Il est temps de laisser le voisinage tenir ISIS en échec et la région en équilibre.
Par Christopher Mott*
Malgré les affirmations de la vice-présidente Kamala Harris selon lesquelles il n’y a pas de troupes américaines dans les zones de combat actives aujourd’hui, beaucoup restent déployées à l’étranger dans des positions dangereuses et insoutenables à travers le monde. Il s’agit notamment de l’Irak et de la Syrie.
Toutefois, les États-Unis et l’Irak sont apparemment parvenus à un accord pour commencer le retrait des 2 500 soldats américains encore stationnés dans ce pays. S’échelonnant de 2025 à 2026, ce plan, s’il est couronné de succès, mettrait fin à la présence militaire américaine dans un pays où de nombreux problèmes internes sont directement liés à l’invasion de 2003.
À côté de l’Irak se trouve la Syrie, un pays dont la guerre civile brutale et de longue durée a également connu plus d’une décennie d’intervention américaine, depuis l’opération mal conçue Timber Sycamore, le plus grand programme d’armement et d’équipement de la CIA de l’histoire, jusqu’à l’occupation directe par les États-Unis, via des bases, d’une partie importante de l’est du pays. Pendant ce temps, une longue campagne coordonnée de changement de régime visant le président Bachar al-Assad a échoué après avoir exacerbé la situation sur le terrain.
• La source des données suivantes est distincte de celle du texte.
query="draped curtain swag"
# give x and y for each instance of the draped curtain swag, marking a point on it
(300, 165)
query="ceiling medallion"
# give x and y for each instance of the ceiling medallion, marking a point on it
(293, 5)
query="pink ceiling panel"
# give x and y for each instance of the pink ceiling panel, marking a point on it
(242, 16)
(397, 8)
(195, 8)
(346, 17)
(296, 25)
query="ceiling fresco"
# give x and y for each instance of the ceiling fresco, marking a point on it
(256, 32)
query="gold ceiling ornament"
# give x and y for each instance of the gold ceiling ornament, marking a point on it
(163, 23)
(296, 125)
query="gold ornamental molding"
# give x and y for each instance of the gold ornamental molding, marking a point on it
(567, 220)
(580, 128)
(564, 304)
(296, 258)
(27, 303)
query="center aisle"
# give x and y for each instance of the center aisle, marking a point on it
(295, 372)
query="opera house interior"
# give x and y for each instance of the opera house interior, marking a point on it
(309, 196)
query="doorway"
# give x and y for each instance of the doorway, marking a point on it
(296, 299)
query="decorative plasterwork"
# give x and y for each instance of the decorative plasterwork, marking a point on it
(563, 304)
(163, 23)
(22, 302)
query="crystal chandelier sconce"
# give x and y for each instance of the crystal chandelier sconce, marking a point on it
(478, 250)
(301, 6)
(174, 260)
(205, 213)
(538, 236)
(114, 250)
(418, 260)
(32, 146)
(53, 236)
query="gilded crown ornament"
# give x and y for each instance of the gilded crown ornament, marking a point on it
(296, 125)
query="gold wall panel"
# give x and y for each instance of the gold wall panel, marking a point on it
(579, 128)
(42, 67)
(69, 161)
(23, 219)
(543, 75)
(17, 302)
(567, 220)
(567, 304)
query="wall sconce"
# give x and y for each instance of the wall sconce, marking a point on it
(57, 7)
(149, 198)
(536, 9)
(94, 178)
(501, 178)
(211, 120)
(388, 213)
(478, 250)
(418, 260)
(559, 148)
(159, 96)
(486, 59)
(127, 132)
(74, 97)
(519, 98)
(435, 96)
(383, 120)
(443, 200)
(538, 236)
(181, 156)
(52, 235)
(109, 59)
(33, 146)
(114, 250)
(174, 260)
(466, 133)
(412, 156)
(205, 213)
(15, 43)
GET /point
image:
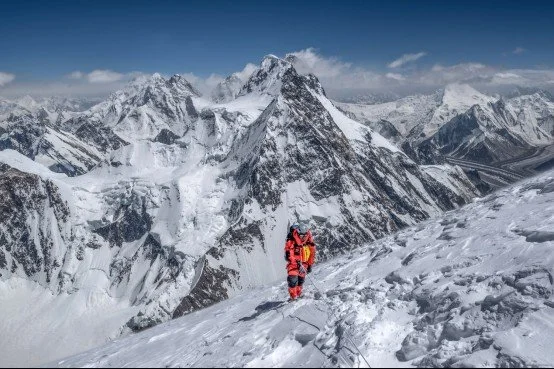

L’opération Timber Sycamore a été révélée par la suite comme ayant aidé un mouvement rebelle islamiste souvent lié à des alliances informelles ou même explicites avec des affiliés d’Al-Qaïda. Les objectifs de ces mouvements comprenaient souvent l’imposition d’un gouvernement théocratique et la conversion forcée, voire l’extermination, de groupes minoritaires sectaires. À peine plus de dix ans après le 11 septembre, les États-Unis sapaient leur propre « guerre contre la terreur » autoproclamée afin de procéder à un changement de régime.
C’est de ce chaos qu’est né Daëch (ISIS), qui n’aurait probablement pas eu autant de succès sans tous les acteurs non étatiques qui se sont développés dans le sillage des guerres d’Irak et de Syrie.
Mais si les États-Unis ont joué un rôle de soutien, c’est en fait un patchwork complexe de forces locales et de milices soutenues par l’Iran qui a mené la majorité des combats contre ISIS au cours de la dernière décennie. Les États-Unis ont fortement soutenu les Kurdes tout en s’opposant au gouvernement syrien qui combattait également ISIS à l’époque. Pendant ce temps, en Irak, les États-Unis ont travaillé avec les milices soutenues par l’Iran contre ISIS pour ensuite craindre leur influence.
C’est, selon le gouvernement américain, pour empêcher la résurgence de ce réseau terroriste que les bases américaines sont restées en Syrie et en Irak. Il y aurait encore 900 soldats américains en Syrie aujourd’hui. Elles servent également à contrer l’influence iranienne qui tient ISIS à distance. Un nid de frelons d’acteurs régionaux grouille autour de ces bases éloignées, de sorte que l’objectif et la durabilité des déploiements deviennent de plus en plus discutables.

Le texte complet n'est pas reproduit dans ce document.